0
votes

I have some data in a csv file but the decimal separator is ',', as we use in Brazil. I tried to read my file using the read_csv function with the parameter decimal defined as ',' but when I check the type of return, is str and I tough it would be float.

So, what the decimal parameter does? what is the best way to deal with this? should I convert the data manually? I'm using Python 3 and Pandas 0.19.2

Bellow is a data sample and the code I'm using

import pandas as pd

# Get raw data from file
file_name = 'dados.csv'
dados = pd.read_csv(file_name, sep=";", decimal=",", thousands=".")

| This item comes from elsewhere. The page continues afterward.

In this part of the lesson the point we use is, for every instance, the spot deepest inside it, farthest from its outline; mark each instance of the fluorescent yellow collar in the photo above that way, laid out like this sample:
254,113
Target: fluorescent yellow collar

ANO;COD_SEG;Codi_Saude;COD_UB;MES;SB_CONS;SB_ESCO;SB_TRAT;SB_URGE;SB_GEST;POP;ICONSB;IESCO;IRESOL;IURG
2012;4;10;19712;4;28;164;3;16;0;5274;0,530906333;3,109594236;0,107142857;0,303375047
2012;4;10;19712;5;13;0;6;23;0;5274;0,246492226;0;0,461538462;0,436101631
2012;4;10;19712;6;8;135;7;12;0;5274;0,151687524;2,559726962;0,875;0,227531286
2012;4;10;19712;7;0;0;0;0;0;5274;0;0;;0
1
How do you expect it to tell the difference between a ',' used to separate columns and a ',' used as a decimal separator? - Craig
I defined the separator as ";" and the decimal as "." - daniboy000
Please add a sample from the file you are trying to parse and the python code you are using to load the file. - Craig
I've just tested your code and data and it works correctly for me. Is it possible that you have a non-numeric value somewhere in your input file? When I add a text character to one of the columns of data, it treats the whole column as text and returns the numbers as strings. - Craig
It worked. It was an invalid in my dataset. Thank you @Craig. - daniboy000

1 Answers

0
votes

You are handling the data correctly, there is no need to convert the data manually, the read_csv function itself is capable of handling this.

In traditional formatting, data in Brazil uses a comma "," as a decimal point and the separation of columns is done by a semicolon ";" (contrary to what the CSV file extension suggests).

It is recommended to read the documentation: https://pandas.pydata.org/pandas-docs/stable/reference/api/pandas.read_csv.html

The file is identifying a column as a string because it must have some field with text, or another invalid character.